L’Homme qu’on aimait trop de André Téchiné – Hors Compétition #Cannes2014

22/05/14 par  |  publié dans : Cinéma | Tags : , , , ,

l'homme qu'on aimait tropAprès Bennett Miller et son Foxcatcher, c’est à André Téchiné de faire un tour du côté des faits divers pour son nouveau film. LHomme qu’on aimait trop revient sur l’affaire Leroux / Agnelet. Téchiné, le cinéaste du fait divers (rappelons qu’il a fait La Fille du RER) mêle ici romance et thriller.

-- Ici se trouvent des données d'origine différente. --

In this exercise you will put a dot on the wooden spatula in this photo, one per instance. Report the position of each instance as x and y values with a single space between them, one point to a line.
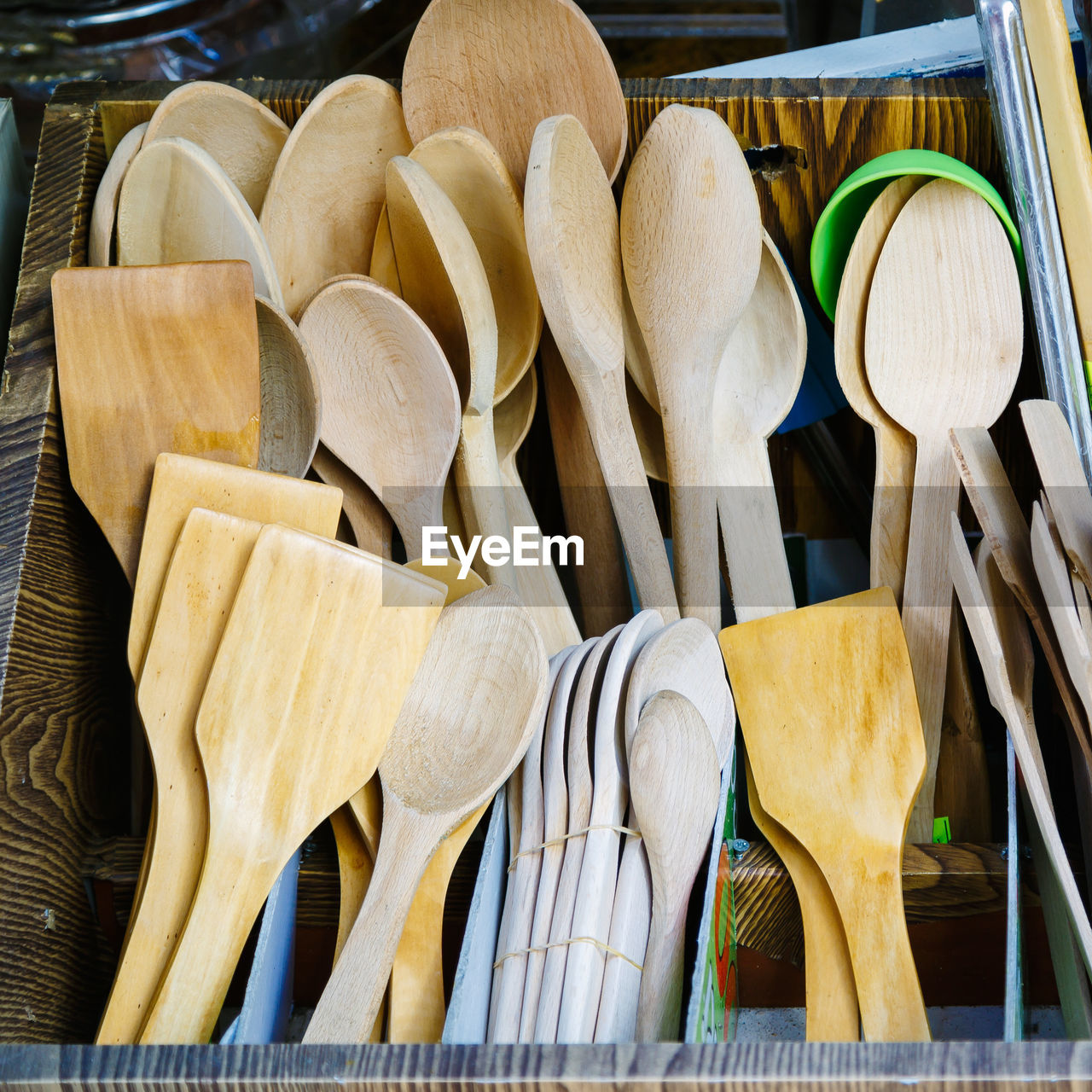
317 656
448 755
827 703
162 358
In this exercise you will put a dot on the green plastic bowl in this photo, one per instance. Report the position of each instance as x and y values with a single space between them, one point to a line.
850 202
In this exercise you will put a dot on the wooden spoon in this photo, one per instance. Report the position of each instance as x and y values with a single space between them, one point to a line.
999 685
201 398
894 445
320 635
471 172
444 281
292 405
447 757
839 770
599 869
104 212
689 206
241 135
674 780
579 788
178 206
390 403
538 584
328 187
944 340
572 238
502 67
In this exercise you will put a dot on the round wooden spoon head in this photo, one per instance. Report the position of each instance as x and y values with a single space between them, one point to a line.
468 170
443 279
691 241
328 188
292 409
390 404
500 67
763 367
178 206
486 655
241 135
944 334
572 237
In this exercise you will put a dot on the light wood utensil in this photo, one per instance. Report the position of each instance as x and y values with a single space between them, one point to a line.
178 206
579 788
320 636
328 188
999 683
241 135
416 990
292 406
690 206
447 757
841 772
944 338
390 403
601 584
104 212
1060 468
471 172
599 869
682 658
538 584
444 281
500 67
894 445
674 780
135 380
506 998
555 829
572 238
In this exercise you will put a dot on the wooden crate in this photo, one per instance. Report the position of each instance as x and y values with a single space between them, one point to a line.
66 699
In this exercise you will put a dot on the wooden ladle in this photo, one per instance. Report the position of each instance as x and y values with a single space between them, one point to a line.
690 206
447 757
944 339
318 653
572 238
390 403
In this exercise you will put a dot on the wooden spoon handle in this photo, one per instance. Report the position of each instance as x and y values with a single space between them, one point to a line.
892 502
225 908
623 468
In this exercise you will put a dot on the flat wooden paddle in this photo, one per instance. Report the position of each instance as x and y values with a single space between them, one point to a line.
319 651
178 206
162 358
827 705
448 755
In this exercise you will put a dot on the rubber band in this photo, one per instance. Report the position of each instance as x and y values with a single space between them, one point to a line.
572 940
565 838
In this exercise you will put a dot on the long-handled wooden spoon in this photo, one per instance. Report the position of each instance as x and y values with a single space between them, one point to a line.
839 771
135 380
328 187
674 780
104 212
690 206
500 67
390 403
241 135
572 238
320 636
944 338
178 206
445 758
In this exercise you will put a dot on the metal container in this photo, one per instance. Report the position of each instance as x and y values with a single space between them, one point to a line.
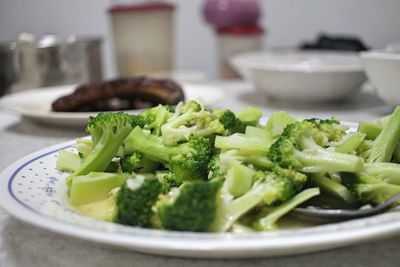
29 63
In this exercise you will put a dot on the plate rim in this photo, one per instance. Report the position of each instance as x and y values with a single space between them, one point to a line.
80 116
173 243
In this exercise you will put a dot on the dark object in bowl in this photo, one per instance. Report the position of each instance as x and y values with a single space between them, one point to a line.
120 94
341 43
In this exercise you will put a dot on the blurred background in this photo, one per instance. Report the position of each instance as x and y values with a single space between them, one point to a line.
286 23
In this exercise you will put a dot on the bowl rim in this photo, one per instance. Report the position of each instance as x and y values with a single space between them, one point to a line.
244 60
380 54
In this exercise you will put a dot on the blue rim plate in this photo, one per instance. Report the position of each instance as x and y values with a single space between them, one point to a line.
34 192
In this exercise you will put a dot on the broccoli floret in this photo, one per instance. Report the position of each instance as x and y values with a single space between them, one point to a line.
191 207
190 120
270 216
137 162
188 161
331 128
108 131
301 147
135 200
155 117
230 122
268 188
167 180
214 167
384 145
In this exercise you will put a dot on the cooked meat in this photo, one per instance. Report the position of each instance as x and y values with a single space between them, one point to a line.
121 94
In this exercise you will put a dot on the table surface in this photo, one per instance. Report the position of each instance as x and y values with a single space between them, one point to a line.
25 245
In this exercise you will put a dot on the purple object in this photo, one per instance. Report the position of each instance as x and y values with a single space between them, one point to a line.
231 13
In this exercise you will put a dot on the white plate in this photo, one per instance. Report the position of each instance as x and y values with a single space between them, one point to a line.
35 104
33 191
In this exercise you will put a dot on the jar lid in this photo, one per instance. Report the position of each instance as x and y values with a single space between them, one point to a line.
145 6
241 30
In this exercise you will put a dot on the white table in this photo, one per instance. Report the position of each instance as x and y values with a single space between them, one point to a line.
25 245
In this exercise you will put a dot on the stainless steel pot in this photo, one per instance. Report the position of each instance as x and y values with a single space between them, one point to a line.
49 61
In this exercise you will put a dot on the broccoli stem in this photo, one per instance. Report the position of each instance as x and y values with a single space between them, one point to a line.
384 171
350 143
250 116
241 141
228 212
371 130
68 161
320 160
95 186
274 214
385 144
332 188
278 121
260 162
376 193
239 179
396 153
138 141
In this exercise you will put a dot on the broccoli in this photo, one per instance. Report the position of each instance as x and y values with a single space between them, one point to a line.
167 180
331 128
278 121
268 188
190 120
302 147
373 190
244 142
229 121
383 171
250 116
191 207
137 162
385 143
332 188
370 189
269 216
350 143
68 161
84 147
95 186
108 131
135 200
188 161
155 117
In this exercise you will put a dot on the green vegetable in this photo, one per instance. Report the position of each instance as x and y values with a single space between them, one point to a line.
188 161
385 143
95 186
274 214
135 201
301 146
68 161
108 131
191 207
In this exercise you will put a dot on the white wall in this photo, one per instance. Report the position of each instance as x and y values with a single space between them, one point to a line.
287 21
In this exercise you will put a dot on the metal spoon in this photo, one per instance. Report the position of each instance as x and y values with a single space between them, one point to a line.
345 214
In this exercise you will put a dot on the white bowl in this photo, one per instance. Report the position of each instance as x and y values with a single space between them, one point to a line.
383 71
303 76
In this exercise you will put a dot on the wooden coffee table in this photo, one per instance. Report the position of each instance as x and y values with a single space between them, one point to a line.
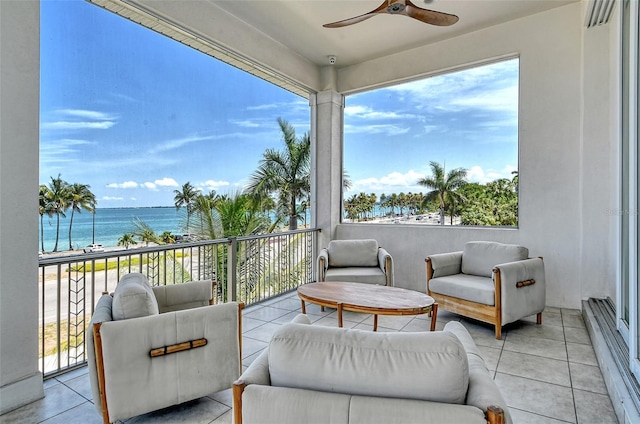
369 299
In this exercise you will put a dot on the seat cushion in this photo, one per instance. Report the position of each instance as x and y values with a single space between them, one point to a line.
467 287
133 298
353 253
370 274
479 257
424 366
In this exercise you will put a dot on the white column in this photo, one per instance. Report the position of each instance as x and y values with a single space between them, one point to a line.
327 164
20 380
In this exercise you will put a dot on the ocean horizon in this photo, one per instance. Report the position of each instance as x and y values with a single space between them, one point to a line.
110 225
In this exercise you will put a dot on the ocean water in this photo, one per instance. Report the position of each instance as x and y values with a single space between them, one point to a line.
110 225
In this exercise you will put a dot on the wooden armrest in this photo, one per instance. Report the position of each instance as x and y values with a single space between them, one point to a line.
525 283
178 347
237 387
495 415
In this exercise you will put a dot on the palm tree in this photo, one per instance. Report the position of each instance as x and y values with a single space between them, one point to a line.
78 197
57 193
144 232
444 186
126 240
167 237
285 173
46 208
185 197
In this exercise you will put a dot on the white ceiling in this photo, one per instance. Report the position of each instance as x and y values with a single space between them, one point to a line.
297 24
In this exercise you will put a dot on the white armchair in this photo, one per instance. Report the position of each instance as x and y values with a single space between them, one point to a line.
360 261
492 282
146 351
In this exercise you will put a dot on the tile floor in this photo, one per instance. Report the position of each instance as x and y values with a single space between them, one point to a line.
547 374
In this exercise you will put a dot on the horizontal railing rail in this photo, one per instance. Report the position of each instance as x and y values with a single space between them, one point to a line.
247 269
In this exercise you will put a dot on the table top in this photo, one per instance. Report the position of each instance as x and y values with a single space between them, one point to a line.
365 296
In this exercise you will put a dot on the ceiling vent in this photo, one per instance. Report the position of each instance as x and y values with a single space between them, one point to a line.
599 12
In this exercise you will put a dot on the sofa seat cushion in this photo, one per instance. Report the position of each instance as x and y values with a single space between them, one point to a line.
133 298
483 391
353 253
467 287
479 257
424 366
277 405
370 410
370 274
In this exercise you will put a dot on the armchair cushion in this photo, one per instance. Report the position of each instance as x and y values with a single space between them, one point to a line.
133 298
467 287
423 366
183 296
479 257
345 253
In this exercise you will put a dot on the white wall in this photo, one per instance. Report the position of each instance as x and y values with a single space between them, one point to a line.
558 166
20 381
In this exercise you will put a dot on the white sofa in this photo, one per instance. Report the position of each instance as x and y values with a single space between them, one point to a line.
492 282
153 347
359 261
315 374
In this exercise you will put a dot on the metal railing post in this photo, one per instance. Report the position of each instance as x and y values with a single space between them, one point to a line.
232 263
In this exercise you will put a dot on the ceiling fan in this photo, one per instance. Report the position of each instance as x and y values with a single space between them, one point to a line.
401 7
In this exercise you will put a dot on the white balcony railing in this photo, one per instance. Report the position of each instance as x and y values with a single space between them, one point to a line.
247 269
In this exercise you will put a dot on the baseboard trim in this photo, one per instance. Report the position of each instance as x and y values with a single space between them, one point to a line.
610 352
21 392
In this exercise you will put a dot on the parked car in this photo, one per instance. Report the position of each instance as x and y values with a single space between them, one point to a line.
91 248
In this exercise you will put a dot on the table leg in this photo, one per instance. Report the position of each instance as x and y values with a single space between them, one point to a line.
434 315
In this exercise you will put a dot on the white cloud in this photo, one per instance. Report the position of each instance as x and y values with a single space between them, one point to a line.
69 125
166 182
246 123
393 182
476 174
387 129
87 119
214 185
366 112
87 114
179 142
126 184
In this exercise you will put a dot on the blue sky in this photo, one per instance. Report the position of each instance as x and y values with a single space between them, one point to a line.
135 115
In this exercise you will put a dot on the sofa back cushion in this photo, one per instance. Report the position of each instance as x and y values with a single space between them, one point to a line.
425 366
133 298
353 253
479 257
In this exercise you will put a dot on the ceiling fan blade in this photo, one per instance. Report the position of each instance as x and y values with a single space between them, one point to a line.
380 9
429 16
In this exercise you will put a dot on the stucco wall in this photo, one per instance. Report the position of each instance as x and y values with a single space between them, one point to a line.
553 155
20 381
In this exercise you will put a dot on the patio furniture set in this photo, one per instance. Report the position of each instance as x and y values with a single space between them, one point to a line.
152 347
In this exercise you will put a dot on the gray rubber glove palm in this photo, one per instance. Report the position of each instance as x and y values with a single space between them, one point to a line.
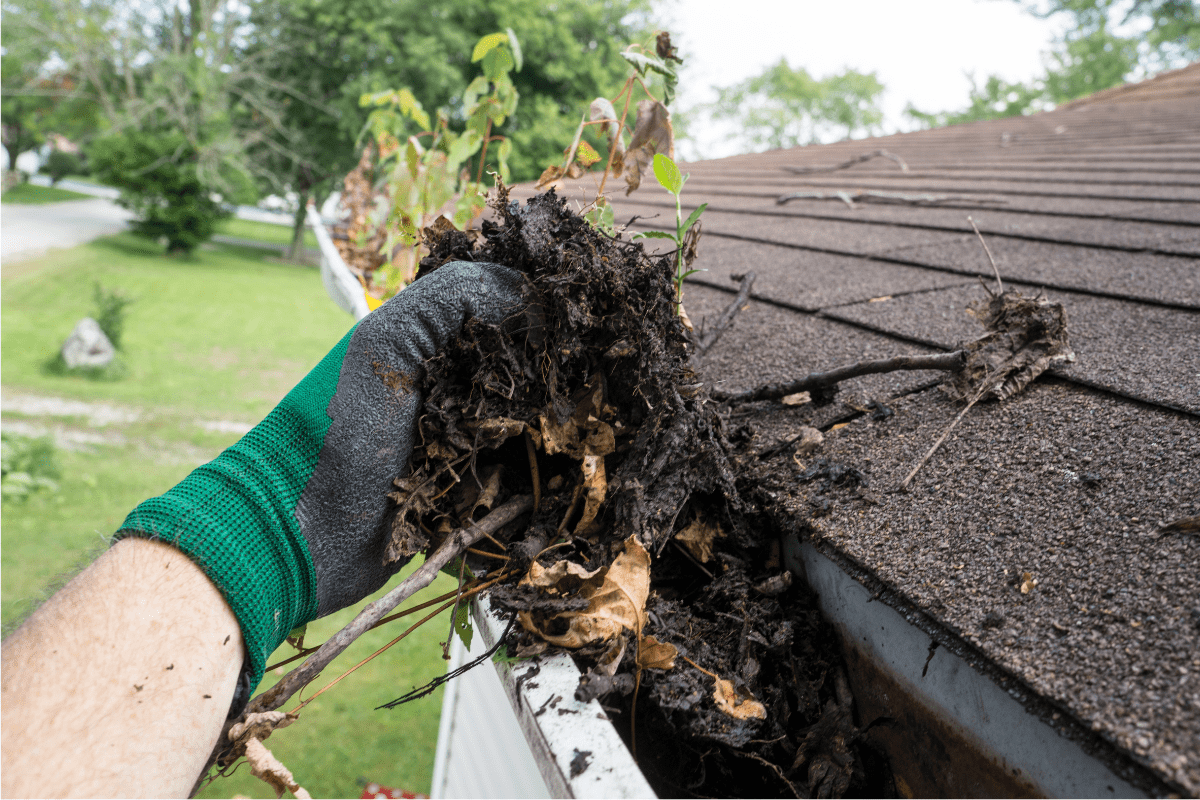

Sur le papier, le film a tout pour séduire : un sujet intéressant (l’affaire Agnelet après avoir fait la une des journaux et des émissions spécialisées est aujourd’hui “bouclée”) et un casting des plus alléchants (Guillaume Canet, Catherine Deneuve et Adèle Haenel – oui, elle est partout cette année). Au final, on se retrouve devant un film inégal. Cette quête de justice menée par Mme Leroux, qui refuse de laisser la disparition de sa fille tomber dans les oubliettes, se perd derrière une histoire d’amour mal exploitée et une réflexion sur les relations dominant/dominé.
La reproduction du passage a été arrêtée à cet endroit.